Machine as big as a refrigerator
In the Dutch NRC newspaper, Schellekens wrote about a ‘bio-Nespresso machine’. Such a machine would be roughly as big as a refrigerator. In the pharmacy, this machine could be used to manufacture proteins with minimum synthetic knowledge. According to Schellekens, a Belgian producer is already working with the Delft Technical University on a ‘Nespresso machine for making medicines’.

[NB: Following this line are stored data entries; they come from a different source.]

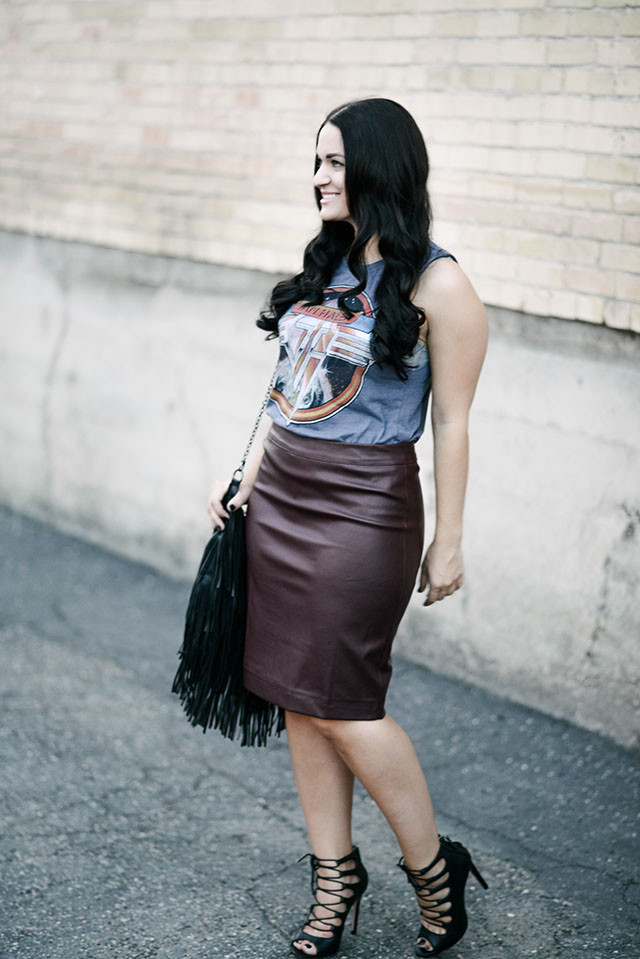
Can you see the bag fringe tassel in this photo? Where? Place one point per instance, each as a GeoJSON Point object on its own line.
{"type": "Point", "coordinates": [209, 677]}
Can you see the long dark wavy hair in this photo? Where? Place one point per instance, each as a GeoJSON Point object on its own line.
{"type": "Point", "coordinates": [386, 183]}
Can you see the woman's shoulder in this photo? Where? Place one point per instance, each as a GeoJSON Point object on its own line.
{"type": "Point", "coordinates": [437, 253]}
{"type": "Point", "coordinates": [447, 296]}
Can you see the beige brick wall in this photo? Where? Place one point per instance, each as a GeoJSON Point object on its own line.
{"type": "Point", "coordinates": [186, 127]}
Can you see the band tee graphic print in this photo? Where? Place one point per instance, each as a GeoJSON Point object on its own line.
{"type": "Point", "coordinates": [324, 356]}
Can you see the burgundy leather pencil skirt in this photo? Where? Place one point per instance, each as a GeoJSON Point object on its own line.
{"type": "Point", "coordinates": [334, 542]}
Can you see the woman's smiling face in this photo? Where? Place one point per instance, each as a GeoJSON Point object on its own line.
{"type": "Point", "coordinates": [329, 178]}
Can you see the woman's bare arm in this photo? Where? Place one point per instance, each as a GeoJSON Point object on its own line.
{"type": "Point", "coordinates": [456, 334]}
{"type": "Point", "coordinates": [217, 512]}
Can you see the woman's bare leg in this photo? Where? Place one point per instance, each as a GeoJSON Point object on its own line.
{"type": "Point", "coordinates": [328, 753]}
{"type": "Point", "coordinates": [325, 787]}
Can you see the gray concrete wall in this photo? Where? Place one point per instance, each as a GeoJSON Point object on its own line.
{"type": "Point", "coordinates": [128, 382]}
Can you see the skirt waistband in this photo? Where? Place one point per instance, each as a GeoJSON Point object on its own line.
{"type": "Point", "coordinates": [334, 451]}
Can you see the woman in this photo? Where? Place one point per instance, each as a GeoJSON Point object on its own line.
{"type": "Point", "coordinates": [378, 318]}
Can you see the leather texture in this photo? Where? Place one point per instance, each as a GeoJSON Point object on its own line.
{"type": "Point", "coordinates": [334, 541]}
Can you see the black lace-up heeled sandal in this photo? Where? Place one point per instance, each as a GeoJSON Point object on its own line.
{"type": "Point", "coordinates": [440, 891]}
{"type": "Point", "coordinates": [345, 893]}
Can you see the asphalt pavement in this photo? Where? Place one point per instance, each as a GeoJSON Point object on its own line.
{"type": "Point", "coordinates": [127, 834]}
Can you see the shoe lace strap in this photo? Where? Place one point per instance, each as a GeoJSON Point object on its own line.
{"type": "Point", "coordinates": [327, 924]}
{"type": "Point", "coordinates": [429, 888]}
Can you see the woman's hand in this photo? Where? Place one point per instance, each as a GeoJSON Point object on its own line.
{"type": "Point", "coordinates": [442, 572]}
{"type": "Point", "coordinates": [217, 512]}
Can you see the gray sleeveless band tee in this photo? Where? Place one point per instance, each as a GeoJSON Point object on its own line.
{"type": "Point", "coordinates": [327, 383]}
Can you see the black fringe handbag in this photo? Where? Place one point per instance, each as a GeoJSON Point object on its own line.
{"type": "Point", "coordinates": [209, 677]}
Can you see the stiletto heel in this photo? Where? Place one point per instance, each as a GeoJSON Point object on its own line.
{"type": "Point", "coordinates": [344, 892]}
{"type": "Point", "coordinates": [440, 892]}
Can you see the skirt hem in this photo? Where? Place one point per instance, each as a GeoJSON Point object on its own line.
{"type": "Point", "coordinates": [303, 703]}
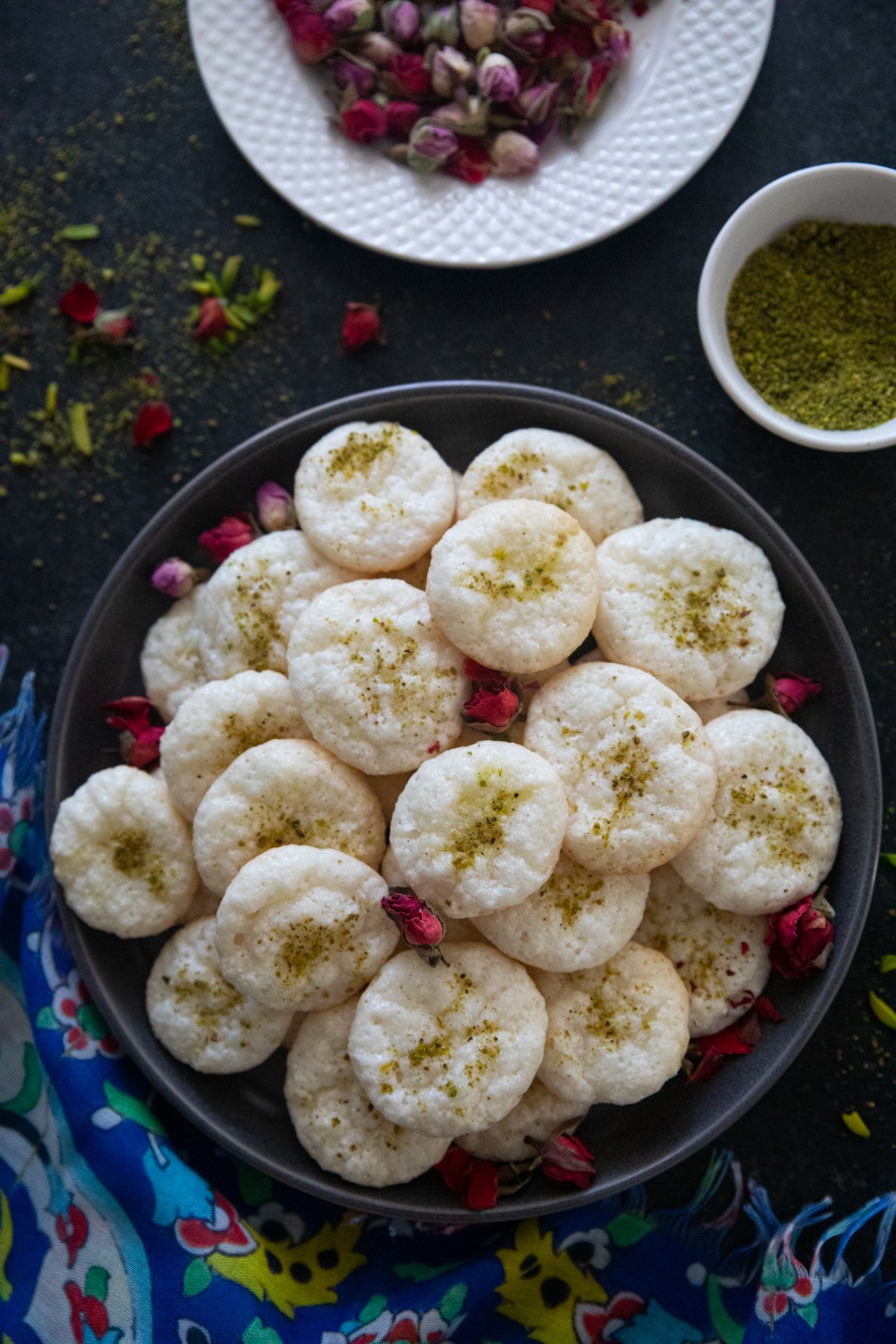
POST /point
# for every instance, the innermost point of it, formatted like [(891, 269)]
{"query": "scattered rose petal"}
[(800, 940), (566, 1159), (213, 320), (152, 420), (361, 326), (81, 302), (230, 534), (176, 578), (276, 508), (470, 1177)]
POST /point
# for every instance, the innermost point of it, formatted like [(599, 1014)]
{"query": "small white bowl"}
[(852, 194)]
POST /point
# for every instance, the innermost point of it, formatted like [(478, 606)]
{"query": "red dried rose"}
[(567, 1159), (401, 117), (312, 38), (470, 1177), (410, 77), (421, 927), (81, 302), (800, 940), (470, 161), (361, 326), (230, 534), (152, 420), (213, 320), (364, 121)]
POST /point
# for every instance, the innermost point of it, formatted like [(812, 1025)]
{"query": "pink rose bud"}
[(479, 23), (402, 117), (539, 101), (213, 320), (274, 504), (450, 69), (791, 691), (378, 49), (499, 78), (230, 534), (347, 72), (567, 1159), (312, 38), (401, 19), (349, 15), (800, 940), (430, 147), (364, 121), (421, 927), (514, 155), (175, 578)]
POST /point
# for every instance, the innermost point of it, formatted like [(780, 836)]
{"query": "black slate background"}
[(623, 307)]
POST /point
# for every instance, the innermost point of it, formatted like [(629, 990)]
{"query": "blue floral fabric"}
[(120, 1226)]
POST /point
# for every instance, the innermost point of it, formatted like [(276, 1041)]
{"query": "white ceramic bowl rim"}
[(712, 302)]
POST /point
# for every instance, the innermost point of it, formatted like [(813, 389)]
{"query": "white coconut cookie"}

Possibilities for single-use?
I’m wondering whether that Belgian producer and the Delft Technical University are also thinking of using single-use technology in their ‘bio-Nespresso machine’. When pharmacists use single-use components, they can switch processes much more easily. Which is ideal for the production of customised medicines. With a traditional setup made of steel and glass, for example, you need to carefully clean everything between the various production processes. Then the setup must be sterilised, reset and recalibrated. I think that this would cost the pharmacist too much time and no production would be possible while these tasks are being carried out. When using single-use, you just need to replace the single-use part of the configuration and then you can continue!
Schellekens has also thought about the safety aspects. According to him, the risks associated with medicine production by the pharmacist are no greater than the risks in the pharmaceutical industry. Moreover, the pharmacist knows his patients well. Schellekens will therefore also appreciate the fact that the use of single-use components minimises the chance of cross-contamination. And by using completely closed moulded systems, the risks are almost non-existent. In these systems, the components are seamlessly connected to each other, so there is no chance of leakage or contamination of the product.
In Nature Biotechnology, Schellekens reveals that a pilot project is taking place at the University of Utrecht with proteins prepared in hospital pharmacies. There are even a number of health insurers who support the plan. Now I’m really burning with curiosity. Because although I still have many questions about a bio-Nespresso machine for the production of customised medicines by pharmacists, I’m convinced that single-use technology can play a positive role in this development.